Steuerbehörden gestatten Pauschale, Fahrtenbuch und Vollkostenerfassung
Strenge Anforderungen an das Fahrtenbuch

Wer sich mit dem trockenen Thema Dienstwagenbesteuerung auseinander setzt, ist dem Wahnsinn schnell nahe. Der Wust an Verordnungen treibt selbst gewieften Steuerberatern den Schweiß auf die Stirn. Dabei freut sich der Geldbeutel, wenn man den Durchblick hat.

KÖLN. Wer von seinem Arbeitgeber einen Dienstwagen gestellt bekommt, sei es ein nagelneuer Audi A8 zu Statuszwecken oder ein altersschwacher VW Passat, hat einen so genannten geldwerten Vorteil. Davon will auch der Staat profitieren, weshalb dieser Vorteil zu versteuern ist.

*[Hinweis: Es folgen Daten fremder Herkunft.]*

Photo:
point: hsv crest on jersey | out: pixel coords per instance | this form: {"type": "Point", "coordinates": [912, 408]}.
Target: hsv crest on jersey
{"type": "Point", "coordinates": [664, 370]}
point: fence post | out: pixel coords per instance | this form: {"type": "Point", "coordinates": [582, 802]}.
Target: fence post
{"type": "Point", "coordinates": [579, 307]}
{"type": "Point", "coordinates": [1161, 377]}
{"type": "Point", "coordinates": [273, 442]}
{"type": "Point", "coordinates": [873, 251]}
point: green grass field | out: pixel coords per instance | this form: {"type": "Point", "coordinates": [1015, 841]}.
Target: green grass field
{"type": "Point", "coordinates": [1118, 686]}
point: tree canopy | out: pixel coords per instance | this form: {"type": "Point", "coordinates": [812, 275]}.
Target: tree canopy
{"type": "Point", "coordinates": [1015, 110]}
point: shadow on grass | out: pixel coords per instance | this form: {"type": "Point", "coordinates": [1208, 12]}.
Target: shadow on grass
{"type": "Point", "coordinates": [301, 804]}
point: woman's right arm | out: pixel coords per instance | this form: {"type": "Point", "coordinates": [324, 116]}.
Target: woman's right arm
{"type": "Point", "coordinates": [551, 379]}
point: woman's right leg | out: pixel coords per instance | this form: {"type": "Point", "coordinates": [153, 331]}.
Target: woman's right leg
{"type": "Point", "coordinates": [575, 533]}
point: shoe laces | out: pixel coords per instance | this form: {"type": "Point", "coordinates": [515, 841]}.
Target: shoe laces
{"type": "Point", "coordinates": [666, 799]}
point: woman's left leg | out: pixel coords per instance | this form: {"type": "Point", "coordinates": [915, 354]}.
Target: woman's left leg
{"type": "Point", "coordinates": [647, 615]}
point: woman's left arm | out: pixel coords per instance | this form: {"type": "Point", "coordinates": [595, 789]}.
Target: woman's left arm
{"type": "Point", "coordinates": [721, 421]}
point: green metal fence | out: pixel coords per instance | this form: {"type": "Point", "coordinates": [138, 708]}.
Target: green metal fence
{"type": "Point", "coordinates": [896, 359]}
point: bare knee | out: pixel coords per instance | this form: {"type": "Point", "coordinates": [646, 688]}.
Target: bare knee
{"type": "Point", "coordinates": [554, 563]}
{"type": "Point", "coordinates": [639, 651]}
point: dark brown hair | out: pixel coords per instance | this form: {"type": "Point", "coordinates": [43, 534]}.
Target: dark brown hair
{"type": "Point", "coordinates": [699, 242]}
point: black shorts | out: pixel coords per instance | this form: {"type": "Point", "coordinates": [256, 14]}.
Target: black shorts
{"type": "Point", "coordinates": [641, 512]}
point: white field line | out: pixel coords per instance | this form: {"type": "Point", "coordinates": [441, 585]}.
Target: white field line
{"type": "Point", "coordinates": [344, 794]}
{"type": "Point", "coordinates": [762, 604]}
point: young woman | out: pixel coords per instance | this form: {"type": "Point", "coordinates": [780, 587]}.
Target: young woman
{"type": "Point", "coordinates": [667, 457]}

Grob gesagt stehen dazu zwei Modelle zur Wahl: Entweder die Besteuerung nach tatsächlicher privater Fahrleistung per Fahrtenbuch – oder eine Pauschale. Ob man mit Variante Eins oder Zwei günstiger fährt, hängt von verschiedenen Faktoren ab. Zunächst vom Wert des Wagens: „Bei gebrauchten Autos empfiehlt sich grundsätzlich die Fahrtenbuchmethode. Denn die Ein-Prozent-Pauschale hat immer den Bruttolistenneupreis zur Grundlage“, sagt Steuerexperte Dirk-Oliver Kaul von der Wirtschaftsprüfungsgesellschaft Deloitte. Gemeinsam mit der VR Leasing und weiteren Partnern gibt das Unternehmen jährlich einen Ratgeber zum „Dienstwagenmanagement“ heraus.

Die Fahrtenbuchmethode berücksichtigt dagegen allein die tatsächlichen Anschaffungskosten. Auch bei pompösen Neuwagen schlägt die Pauschale ordentlich ins Kontor. Vor allem, wenn der Fahrer auf Sonderausstattungen Wert legt. Navigationssysteme, CD-Wechsler und andere High-Tech werden nämlich auf den Bruttolistenneupreis angerechnet.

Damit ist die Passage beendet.